Chi si affretta dopo una magistrale in zoologia a svolgere rapidamente un esame di stato (senza opportuno tirocinio e pratica in uno studio dietologico) solo per poter scrivere biologo nutrizionista sul curriculum (Si, questo la legge lo permette, ma come detto poc’anzi è consigliabile leggere interamente il codice deontologico dell’Ordine).
… E le situazioni abusive quali sono?
Chi non ha alcun titolo, eppure dispensa consigli nutrizionali (anche il consiglio alimentare deve essere dispensato da chi ha l’abilitazione alla professione).
Chi crede di conoscere ogni aspetto della nutrizione o dell’allenamento perché ha letto il blog online e il giornalino dell’edicola (nel caso dell’allenamento chiunque può dispensare consigli in quanto la professione del personal trainer non è ancora inquadrata da una specifica normativa).
E la lista potrebbe non interrompersi qui.
Come? Ad esempio, offrendo un servizio di personal training a soli venti euro l’ora o, peggio ancora, elargendo gratuitamente delle prestazioni professionali.
Ma ancora più del titolo di studio, dovrebbe contare quanto realmente si padroneggia la materia, il livello di impegno impiegato per costruire solide competenze nel proprio settore di riferimento (ed ecco perché chi ha una buona conoscenza della biologia può svolgere una serie di mansioni dopo opportuna abilitazione professionale che attesti la conoscenza di determinate materie).
A ciò si aggiunga il fatto che le università ormai danno solo una preparazione nozionistica che non forma cioè un professionista completo, esattamente come succede durante i corsi proposti dai privati con tanto di attestato finale.
Ecco cosa non ti dà una laurea: innanzitutto lo sviluppo dello spirito critico e l’intelligenza imprenditoriale.
Mi faccio promotore di un principio poco popolare: c’è chi è bravo a svolgere un certo mestiere e chi non lo è.
C’è chi merita di guadagnare tanto e chi non lo merita.
C’è chi decide di guadagnare meno pur di fare ciò che ha sempre amato e di farlo al meglio.
C’è chi non smette mai di imparare, nonostante i titoli di studio ottenuti, e chi invece crede di esser completo dopo aver ottenuto una pergamena da appendere in ufficio.
Voglio rivolgermi proprio a quest’ultima categoria in particolare: tralasciando per un attimo la facilità con cui si acquisisce tale titolo di dottore (e mi inserisco nel discorso in quanto laureato anche in scienze motorie), ci sarebbe bisogno di un momento di autocritica e umiltà.
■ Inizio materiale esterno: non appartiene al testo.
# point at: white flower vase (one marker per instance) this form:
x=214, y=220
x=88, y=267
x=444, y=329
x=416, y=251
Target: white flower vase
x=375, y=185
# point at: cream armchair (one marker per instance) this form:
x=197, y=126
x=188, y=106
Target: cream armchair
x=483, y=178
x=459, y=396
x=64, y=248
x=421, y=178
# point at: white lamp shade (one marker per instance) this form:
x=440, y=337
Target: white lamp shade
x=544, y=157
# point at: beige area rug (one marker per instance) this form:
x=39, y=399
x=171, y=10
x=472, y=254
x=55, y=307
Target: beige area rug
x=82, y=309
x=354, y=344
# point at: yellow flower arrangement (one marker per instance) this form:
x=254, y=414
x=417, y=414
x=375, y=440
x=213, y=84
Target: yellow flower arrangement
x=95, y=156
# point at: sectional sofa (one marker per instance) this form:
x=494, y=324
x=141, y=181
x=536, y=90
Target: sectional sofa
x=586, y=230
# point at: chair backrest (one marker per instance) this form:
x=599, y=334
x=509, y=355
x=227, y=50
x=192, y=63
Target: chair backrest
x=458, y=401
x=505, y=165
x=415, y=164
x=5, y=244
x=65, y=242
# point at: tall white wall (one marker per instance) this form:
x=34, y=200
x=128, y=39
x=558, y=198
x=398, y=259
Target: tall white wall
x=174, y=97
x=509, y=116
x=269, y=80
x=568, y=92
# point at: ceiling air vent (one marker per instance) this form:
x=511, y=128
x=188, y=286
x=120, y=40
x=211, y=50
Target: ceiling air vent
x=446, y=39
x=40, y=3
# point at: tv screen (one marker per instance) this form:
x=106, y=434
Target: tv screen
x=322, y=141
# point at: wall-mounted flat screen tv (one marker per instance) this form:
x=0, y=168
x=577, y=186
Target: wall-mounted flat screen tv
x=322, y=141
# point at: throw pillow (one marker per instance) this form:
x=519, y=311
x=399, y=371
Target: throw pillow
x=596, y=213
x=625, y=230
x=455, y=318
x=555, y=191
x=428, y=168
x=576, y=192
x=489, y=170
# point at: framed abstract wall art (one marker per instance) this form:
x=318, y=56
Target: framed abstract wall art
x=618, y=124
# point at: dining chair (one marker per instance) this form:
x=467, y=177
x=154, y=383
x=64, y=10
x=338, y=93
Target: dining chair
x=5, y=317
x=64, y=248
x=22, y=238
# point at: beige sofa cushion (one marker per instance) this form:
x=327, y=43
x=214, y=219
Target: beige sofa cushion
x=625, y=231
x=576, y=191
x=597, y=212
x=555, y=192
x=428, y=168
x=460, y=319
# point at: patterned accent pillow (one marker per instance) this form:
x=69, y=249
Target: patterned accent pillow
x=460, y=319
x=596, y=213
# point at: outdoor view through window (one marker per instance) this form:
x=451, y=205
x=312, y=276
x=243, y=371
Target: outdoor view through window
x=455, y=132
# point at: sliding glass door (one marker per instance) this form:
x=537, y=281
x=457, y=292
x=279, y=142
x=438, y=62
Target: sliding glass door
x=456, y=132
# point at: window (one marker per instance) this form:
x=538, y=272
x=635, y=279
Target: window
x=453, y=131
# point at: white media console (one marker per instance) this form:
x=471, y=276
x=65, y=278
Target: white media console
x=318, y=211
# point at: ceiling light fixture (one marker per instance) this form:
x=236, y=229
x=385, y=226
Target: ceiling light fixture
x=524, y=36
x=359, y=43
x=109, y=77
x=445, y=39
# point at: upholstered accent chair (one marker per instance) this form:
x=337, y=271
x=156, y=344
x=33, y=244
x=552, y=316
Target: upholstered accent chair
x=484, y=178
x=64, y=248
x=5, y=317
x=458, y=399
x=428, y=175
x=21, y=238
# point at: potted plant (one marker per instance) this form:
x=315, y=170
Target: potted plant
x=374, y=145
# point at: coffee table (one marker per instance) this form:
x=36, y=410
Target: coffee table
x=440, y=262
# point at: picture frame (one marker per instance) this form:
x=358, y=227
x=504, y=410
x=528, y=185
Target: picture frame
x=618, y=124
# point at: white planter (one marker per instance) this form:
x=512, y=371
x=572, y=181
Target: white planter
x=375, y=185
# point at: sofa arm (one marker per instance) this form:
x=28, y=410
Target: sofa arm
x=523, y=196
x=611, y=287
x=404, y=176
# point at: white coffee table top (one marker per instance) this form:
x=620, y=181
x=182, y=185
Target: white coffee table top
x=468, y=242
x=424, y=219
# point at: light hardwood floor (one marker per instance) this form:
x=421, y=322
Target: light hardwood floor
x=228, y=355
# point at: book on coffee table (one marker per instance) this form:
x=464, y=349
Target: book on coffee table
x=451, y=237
Sarebbe opportuno porci una semplice domanda: l’urgenza di essere riconosciuti in quanto professionisti, si basa su un’effettiva competenza che merita di essere valorizzata?
Perché il vero “furbetto” spesso si nasconde dietro ad un titolo di studio (mi riferisco a molti studenti di scienze motorie in questo caso che amano dare degli “abusivi” a coloro che non possiedono il loro titolo, ma continuano a prescrivere diete o a fare diagnosi di competenza medica).
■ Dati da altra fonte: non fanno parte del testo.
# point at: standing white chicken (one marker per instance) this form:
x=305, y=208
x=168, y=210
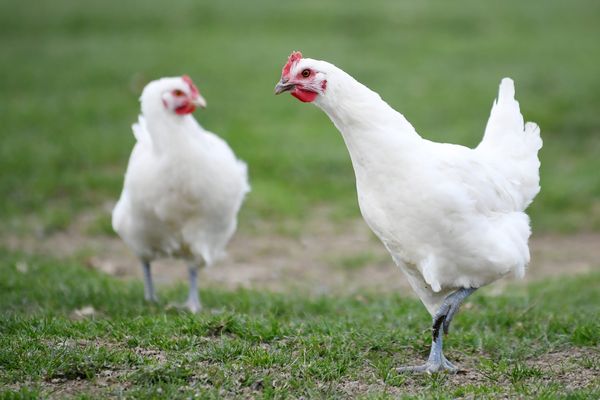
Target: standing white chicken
x=451, y=217
x=183, y=186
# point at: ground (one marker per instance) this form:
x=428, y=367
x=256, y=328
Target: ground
x=324, y=256
x=307, y=304
x=328, y=295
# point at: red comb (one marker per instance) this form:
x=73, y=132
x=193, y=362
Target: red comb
x=292, y=59
x=190, y=83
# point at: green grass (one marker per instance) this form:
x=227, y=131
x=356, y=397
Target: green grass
x=263, y=345
x=71, y=73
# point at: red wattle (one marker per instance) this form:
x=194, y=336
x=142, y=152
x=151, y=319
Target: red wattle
x=305, y=96
x=187, y=108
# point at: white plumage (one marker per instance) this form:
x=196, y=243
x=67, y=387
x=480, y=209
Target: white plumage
x=183, y=186
x=451, y=217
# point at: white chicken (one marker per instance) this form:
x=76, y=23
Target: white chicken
x=451, y=217
x=183, y=186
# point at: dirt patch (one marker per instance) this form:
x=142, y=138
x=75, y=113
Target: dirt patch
x=326, y=256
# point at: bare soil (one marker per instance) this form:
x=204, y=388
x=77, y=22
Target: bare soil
x=326, y=256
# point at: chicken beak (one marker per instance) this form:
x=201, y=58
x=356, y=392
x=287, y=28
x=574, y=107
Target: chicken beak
x=283, y=87
x=199, y=101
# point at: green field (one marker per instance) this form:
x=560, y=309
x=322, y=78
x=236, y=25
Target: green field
x=70, y=76
x=252, y=344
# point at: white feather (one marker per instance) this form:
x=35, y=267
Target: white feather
x=450, y=216
x=183, y=186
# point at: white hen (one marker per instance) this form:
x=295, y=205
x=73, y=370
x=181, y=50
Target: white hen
x=451, y=217
x=183, y=186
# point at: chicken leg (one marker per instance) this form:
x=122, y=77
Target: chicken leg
x=193, y=301
x=441, y=320
x=149, y=294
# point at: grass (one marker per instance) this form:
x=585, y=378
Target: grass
x=71, y=74
x=264, y=345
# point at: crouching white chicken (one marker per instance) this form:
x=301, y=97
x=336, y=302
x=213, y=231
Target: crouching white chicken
x=451, y=217
x=183, y=186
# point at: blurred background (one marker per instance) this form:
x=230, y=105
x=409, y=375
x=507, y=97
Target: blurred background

Dovremmo tutti pensare a lavorare meglio, a leggere di più e ad istruirci in maniera più approfondita.
Il resto arriverà, qualsiasi cosa si cerchi dal proprio cammino.
Vorrei infine concludere questo articolo rispondendo chiaramente a coloro laureati in Scienze Motorie che criticano le aziende private di formazione (senza conoscere neppure la differenza tra un professionista del movimento e un tecnico dello sport). Chi fa formazione non è responsabile del fatto che i datori di lavoro diano più importanza a chi presenta un titolo di studio privato rispetto a chi ha una pergamena appesa in camera (già questo dovrebbe comunque farci riflettere).